Scientists at MIT have created a new mathematical approach that could help unlock the mysteries of how genes work together to influence cell behavioUr. The method, which relies solely on observational data, offers a more efficient way to study the complex interactions among the approximately 20,000 genes in the human genome.
Led by Caroline Uhler, professor in MIT's Department of Electrical Engineering and Computer Science and director of the Eric and Wendy Schmidt Center at the Broad Institute, the research team developed a technique using machine learning to identify and group related genes without performing interventional experiments.
"In genomics, it is very important to understand the mechanism underlying cell states," Jiaqi Zhang, an Eric and Wendy Schmidt Center Fellow and co-lead author of the study, tells MIT News. "If you figure out the right way to aggregate the observed data, the information you learn about the system should be more interpretable and useful."
The new approach employs statistical techniques to compute mathematical variances that reveal how genes influence each other.
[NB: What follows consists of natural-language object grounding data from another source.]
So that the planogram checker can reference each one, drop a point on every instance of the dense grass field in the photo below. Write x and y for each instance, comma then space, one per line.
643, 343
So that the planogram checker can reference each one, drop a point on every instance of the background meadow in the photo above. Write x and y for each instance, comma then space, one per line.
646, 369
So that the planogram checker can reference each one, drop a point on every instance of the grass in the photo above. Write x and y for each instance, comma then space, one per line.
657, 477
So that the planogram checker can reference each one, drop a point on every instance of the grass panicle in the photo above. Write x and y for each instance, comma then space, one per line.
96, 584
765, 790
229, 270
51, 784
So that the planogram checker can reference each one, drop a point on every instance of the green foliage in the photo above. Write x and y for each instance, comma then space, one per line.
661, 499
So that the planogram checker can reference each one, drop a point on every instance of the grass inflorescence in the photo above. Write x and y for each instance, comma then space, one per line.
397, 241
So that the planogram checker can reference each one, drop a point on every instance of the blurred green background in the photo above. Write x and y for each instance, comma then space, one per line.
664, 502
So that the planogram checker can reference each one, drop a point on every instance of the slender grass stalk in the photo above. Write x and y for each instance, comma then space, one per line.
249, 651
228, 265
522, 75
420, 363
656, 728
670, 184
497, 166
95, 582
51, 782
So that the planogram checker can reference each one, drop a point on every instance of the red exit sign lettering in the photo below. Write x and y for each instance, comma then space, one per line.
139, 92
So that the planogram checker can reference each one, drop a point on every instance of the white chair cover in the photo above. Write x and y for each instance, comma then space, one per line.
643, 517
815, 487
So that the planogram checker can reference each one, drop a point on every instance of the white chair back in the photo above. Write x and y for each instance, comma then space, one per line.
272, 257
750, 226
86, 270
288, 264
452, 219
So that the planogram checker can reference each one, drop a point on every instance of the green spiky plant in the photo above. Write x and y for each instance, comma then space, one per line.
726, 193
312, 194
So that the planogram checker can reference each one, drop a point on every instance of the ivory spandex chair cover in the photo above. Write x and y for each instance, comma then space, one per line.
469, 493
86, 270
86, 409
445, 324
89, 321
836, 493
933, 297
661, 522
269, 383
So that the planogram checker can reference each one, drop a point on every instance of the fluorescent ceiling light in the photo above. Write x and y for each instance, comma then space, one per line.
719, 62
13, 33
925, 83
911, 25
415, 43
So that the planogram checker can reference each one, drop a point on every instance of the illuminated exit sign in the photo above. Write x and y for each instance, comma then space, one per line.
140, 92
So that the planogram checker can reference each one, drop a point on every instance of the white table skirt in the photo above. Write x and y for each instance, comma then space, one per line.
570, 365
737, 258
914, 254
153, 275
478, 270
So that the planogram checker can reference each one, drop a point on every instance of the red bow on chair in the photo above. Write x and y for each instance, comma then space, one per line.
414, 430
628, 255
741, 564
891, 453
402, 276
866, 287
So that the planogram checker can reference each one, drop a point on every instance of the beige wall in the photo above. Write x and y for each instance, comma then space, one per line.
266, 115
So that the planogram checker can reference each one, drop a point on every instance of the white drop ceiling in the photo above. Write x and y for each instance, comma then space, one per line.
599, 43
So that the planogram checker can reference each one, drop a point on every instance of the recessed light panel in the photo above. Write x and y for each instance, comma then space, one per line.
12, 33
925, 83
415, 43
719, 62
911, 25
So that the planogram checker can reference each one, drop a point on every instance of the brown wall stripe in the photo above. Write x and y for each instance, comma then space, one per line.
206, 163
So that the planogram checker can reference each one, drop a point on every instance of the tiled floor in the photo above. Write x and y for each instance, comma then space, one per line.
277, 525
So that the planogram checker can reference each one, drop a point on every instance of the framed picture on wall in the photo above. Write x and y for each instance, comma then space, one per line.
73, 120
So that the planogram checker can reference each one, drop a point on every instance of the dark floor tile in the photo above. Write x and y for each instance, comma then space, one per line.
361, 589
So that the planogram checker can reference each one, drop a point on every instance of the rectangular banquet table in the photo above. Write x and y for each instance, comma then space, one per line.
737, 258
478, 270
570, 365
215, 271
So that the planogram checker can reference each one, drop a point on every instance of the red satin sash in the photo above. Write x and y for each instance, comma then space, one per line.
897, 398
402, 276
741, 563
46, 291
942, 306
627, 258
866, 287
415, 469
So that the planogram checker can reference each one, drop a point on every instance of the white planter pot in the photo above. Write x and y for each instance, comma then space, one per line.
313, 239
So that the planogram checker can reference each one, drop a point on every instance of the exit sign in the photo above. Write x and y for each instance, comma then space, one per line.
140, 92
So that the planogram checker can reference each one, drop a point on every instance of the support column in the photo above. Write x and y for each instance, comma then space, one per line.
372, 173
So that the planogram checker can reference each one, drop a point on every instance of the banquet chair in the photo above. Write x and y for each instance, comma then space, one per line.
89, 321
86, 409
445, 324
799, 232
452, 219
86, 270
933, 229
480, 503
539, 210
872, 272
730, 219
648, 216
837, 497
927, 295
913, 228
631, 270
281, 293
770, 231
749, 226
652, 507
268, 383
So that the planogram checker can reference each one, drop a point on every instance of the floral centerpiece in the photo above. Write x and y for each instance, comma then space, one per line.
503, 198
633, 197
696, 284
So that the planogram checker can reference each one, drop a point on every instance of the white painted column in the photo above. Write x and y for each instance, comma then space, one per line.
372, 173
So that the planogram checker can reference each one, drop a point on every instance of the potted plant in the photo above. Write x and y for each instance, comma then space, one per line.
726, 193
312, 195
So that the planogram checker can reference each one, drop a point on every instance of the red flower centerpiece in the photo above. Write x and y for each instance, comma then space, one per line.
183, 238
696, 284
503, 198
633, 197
By analysing these relationships layer by layer, researchers can identify groups of genes that function together in regulatory programmes.
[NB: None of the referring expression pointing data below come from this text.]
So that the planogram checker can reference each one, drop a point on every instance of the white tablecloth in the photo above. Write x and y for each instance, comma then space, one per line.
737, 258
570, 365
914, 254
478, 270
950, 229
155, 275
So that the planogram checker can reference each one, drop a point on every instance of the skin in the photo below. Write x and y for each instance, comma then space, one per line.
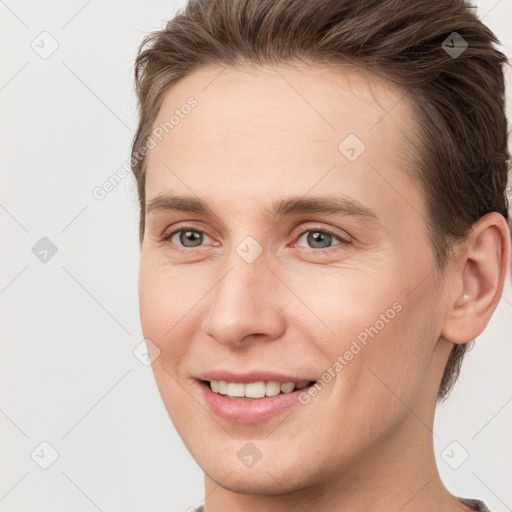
257, 136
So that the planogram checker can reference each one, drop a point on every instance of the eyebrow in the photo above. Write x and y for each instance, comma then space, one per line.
292, 205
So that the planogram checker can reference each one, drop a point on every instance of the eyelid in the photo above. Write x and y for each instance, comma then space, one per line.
167, 236
344, 240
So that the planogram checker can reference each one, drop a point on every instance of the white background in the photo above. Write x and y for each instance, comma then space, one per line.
67, 372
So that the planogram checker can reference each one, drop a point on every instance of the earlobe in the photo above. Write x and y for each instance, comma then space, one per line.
478, 278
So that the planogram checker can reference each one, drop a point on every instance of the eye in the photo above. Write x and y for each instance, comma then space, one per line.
186, 237
321, 238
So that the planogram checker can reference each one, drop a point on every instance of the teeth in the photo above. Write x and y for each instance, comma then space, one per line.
255, 389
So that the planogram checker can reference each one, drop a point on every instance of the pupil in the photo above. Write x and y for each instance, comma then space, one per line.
191, 236
315, 238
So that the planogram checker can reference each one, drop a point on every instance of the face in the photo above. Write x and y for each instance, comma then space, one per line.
301, 256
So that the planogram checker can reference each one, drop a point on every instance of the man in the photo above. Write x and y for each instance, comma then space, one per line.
323, 230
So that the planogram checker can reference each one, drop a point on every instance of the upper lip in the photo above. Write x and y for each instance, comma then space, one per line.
252, 376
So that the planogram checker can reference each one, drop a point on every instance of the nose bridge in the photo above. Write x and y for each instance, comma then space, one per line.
245, 300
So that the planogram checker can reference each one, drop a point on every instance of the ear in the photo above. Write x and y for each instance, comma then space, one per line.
477, 278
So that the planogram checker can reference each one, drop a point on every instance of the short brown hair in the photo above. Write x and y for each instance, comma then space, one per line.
462, 159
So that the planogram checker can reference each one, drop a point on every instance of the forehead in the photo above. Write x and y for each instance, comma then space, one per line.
285, 125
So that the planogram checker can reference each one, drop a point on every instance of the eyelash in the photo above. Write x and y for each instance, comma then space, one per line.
167, 238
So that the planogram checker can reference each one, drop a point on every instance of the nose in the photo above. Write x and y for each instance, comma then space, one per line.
244, 304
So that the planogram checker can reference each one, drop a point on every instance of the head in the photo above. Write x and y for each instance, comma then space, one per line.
245, 105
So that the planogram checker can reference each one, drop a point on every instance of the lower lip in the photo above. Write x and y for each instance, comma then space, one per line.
249, 411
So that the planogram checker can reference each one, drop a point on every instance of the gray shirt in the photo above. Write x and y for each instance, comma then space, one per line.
470, 502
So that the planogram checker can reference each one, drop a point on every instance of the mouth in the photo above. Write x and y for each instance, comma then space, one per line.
251, 402
255, 390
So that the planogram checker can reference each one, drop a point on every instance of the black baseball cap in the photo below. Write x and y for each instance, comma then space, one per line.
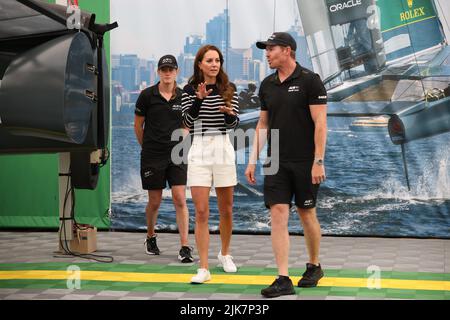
278, 39
167, 61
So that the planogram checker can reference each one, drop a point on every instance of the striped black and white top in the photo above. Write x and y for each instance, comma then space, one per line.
203, 116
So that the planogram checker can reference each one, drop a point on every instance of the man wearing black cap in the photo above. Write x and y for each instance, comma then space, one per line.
157, 115
293, 102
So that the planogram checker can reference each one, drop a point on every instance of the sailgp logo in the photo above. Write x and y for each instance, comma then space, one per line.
345, 5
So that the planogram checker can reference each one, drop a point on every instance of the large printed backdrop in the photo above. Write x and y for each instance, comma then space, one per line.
365, 193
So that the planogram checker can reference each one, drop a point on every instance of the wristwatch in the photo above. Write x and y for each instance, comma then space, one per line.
318, 161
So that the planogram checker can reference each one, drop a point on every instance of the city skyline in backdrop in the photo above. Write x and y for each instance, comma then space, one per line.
131, 73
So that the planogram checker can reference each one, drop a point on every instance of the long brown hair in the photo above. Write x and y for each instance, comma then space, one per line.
226, 90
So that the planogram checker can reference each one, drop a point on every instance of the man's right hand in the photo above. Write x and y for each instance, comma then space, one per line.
250, 173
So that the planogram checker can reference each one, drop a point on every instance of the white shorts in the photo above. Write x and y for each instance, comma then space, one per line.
211, 162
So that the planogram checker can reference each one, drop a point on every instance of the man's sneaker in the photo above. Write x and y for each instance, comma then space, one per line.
202, 275
151, 247
185, 254
311, 276
227, 262
281, 286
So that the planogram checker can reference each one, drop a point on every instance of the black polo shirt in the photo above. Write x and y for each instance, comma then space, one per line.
288, 104
162, 117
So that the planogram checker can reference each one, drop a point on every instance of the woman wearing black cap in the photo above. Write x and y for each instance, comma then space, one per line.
210, 111
157, 116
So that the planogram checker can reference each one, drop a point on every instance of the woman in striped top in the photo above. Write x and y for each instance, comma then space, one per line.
210, 110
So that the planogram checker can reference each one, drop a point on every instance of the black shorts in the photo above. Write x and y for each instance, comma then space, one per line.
293, 179
156, 174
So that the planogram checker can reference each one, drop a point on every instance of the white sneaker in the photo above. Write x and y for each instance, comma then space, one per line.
203, 275
227, 262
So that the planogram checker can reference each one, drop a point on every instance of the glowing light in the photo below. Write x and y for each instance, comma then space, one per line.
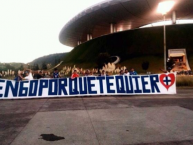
165, 6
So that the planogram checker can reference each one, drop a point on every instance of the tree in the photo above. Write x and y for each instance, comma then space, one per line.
21, 67
145, 65
102, 59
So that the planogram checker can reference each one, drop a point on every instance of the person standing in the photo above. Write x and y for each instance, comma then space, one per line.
74, 74
55, 73
28, 75
126, 72
103, 73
This breakthrough is particularly significant because traditional methods often require expensive and sometimes impossible interventional experiments, where scientists must actively manipulate genes to study their effects. The new technique bypasses this requirement by extracting meaningful insights from existing observational data.
The team validated their method through simulations, demonstrating that their algorithm can efficiently disentangle meaningful causal representations using only observational data. The theoretical foundation they developed helps understand what can and cannot be learned from observational data.
"While this research was motivated by the problem of elucidating cellular programmes, we first had to develop novel causal theory to understand what could and could not be learned from observational data. With this theory in hand, in future work we can apply our understanding to genetic data and identify gene modules as well as their regulatory relationships," Uhler told MIT News.
The research, which will be presented at the Conference on Neural Information Processing Systems, was funded in part by the MIT-IBM Watson AI Lab and the U.S. Office of Naval Research.